Foundations Of Reasoning Under Uncertainty

Download Foundations Of Reasoning Under Uncertainty PDF/ePub or read online books in Mobi eBooks. Click Download or Read Online button to get Foundations Of Reasoning Under Uncertainty book now. This website allows unlimited access to, at the time of writing, more than 1.5 million titles, including hundreds of thousands of titles in various foreign languages.
Subjective Logic

This is the first comprehensive treatment of subjective logic and all its operations. The author developed the approach, and in this book he first explains subjective opinions, opinion representation, and decision-making under vagueness and uncertainty, and he then offers a full definition of subjective logic, harmonising the key notations and formalisms, concluding with chapters on trust networks and subjective Bayesian networks, which when combined form general subjective networks.

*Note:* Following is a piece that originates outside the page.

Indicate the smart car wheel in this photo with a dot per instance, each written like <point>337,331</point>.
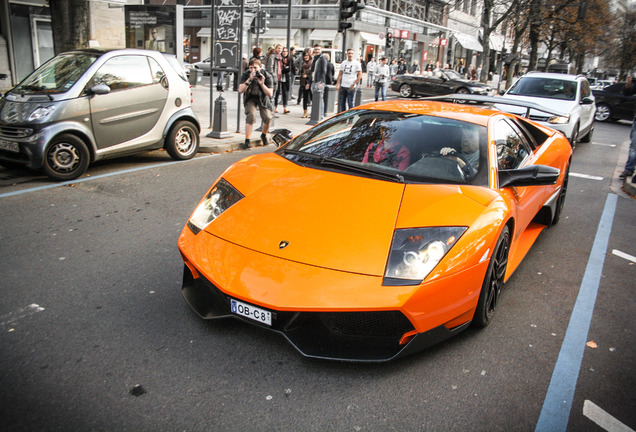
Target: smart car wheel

The author shows how real-world situations can be realistically modelled with regard to how situations are perceived, with conclusions that more correctly reflect the ignorance and uncertainties that result from partially uncertain input arguments. The book will help researchers and practitioners to advance, improve and apply subjective logic to build powerful artificial reasoning models and tools for solving real-world problems. A good grounding in discrete mathematics is a prerequisite.
Foundations of Reasoning under Uncertainty

Author: Bernadette Bouchon-Meunier
language: en
Publisher: Springer
Release Date: 2010-10-22
Uncertainty exists almost everywhere, except in the most idealized situations; it is not only an inevitable and ubiquitous phenomenon, but also a fundamental sci- ti?c principle. Furthermore, uncertainty is an attribute of information and, usually, decision-relevant information is uncertain and/or imprecise, therefore the abilities to handle uncertain information and to reason from incomplete knowledge are c- cial features of intelligent behaviour in complex and dynamic environments. By carefully exploiting our tolerance for imprecision and approximation we can often achieve tractability, robustness, and better descriptions of reality than traditional - ductive methods would allow us to obtain. In conclusion, as we move further into the ageofmachineintelligence,theproblemofreasoningunderuncertainty,in other words, drawing conclusions from partial knowledge, has become a major research theme. Not surprisingly,the rigoroustreatment of uncertaintyrequiressophisticated - chinery, and the present volume is conceived as a contribution to a better und- standing of the foundations of information processing and decision-making in an environment of uncertainty, imprecision and partiality of truth. This volume draws on papers presented at the 2008 Conference on Information Processing and Management of Uncertainty (IPMU), held in Malaga, ́ Spain, or- nized by the University of Mal ́ aga. The conference brought together some of the world’s leading experts in the study of uncertainty.
Probabilistic Reasoning in Intelligent Systems

Probabilistic Reasoning in Intelligent Systems is a complete and accessible account of the theoretical foundations and computational methods that underlie plausible reasoning under uncertainty. The author provides a coherent explication of probability as a language for reasoning with partial belief and offers a unifying perspective on other AI approaches to uncertainty, such as the Dempster-Shafer formalism, truth maintenance systems, and nonmonotonic logic. The author distinguishes syntactic and semantic approaches to uncertainty--and offers techniques, based on belief networks, that provide a mechanism for making semantics-based systems operational. Specifically, network-propagation techniques serve as a mechanism for combining the theoretical coherence of probability theory with modern demands of reasoning-systems technology: modular declarative inputs, conceptually meaningful inferences, and parallel distributed computation. Application areas include diagnosis, forecasting, image interpretation, multi-sensor fusion, decision support systems, plan recognition, planning, speech recognition--in short, almost every task requiring that conclusions be drawn from uncertain clues and incomplete information. Probabilistic Reasoning in Intelligent Systems will be of special interest to scholars and researchers in AI, decision theory, statistics, logic, philosophy, cognitive psychology, and the management sciences. Professionals in the areas of knowledge-based systems, operations research, engineering, and statistics will find theoretical and computational tools of immediate practical use. The book can also be used as an excellent text for graduate-level courses in AI, operations research, or applied probability.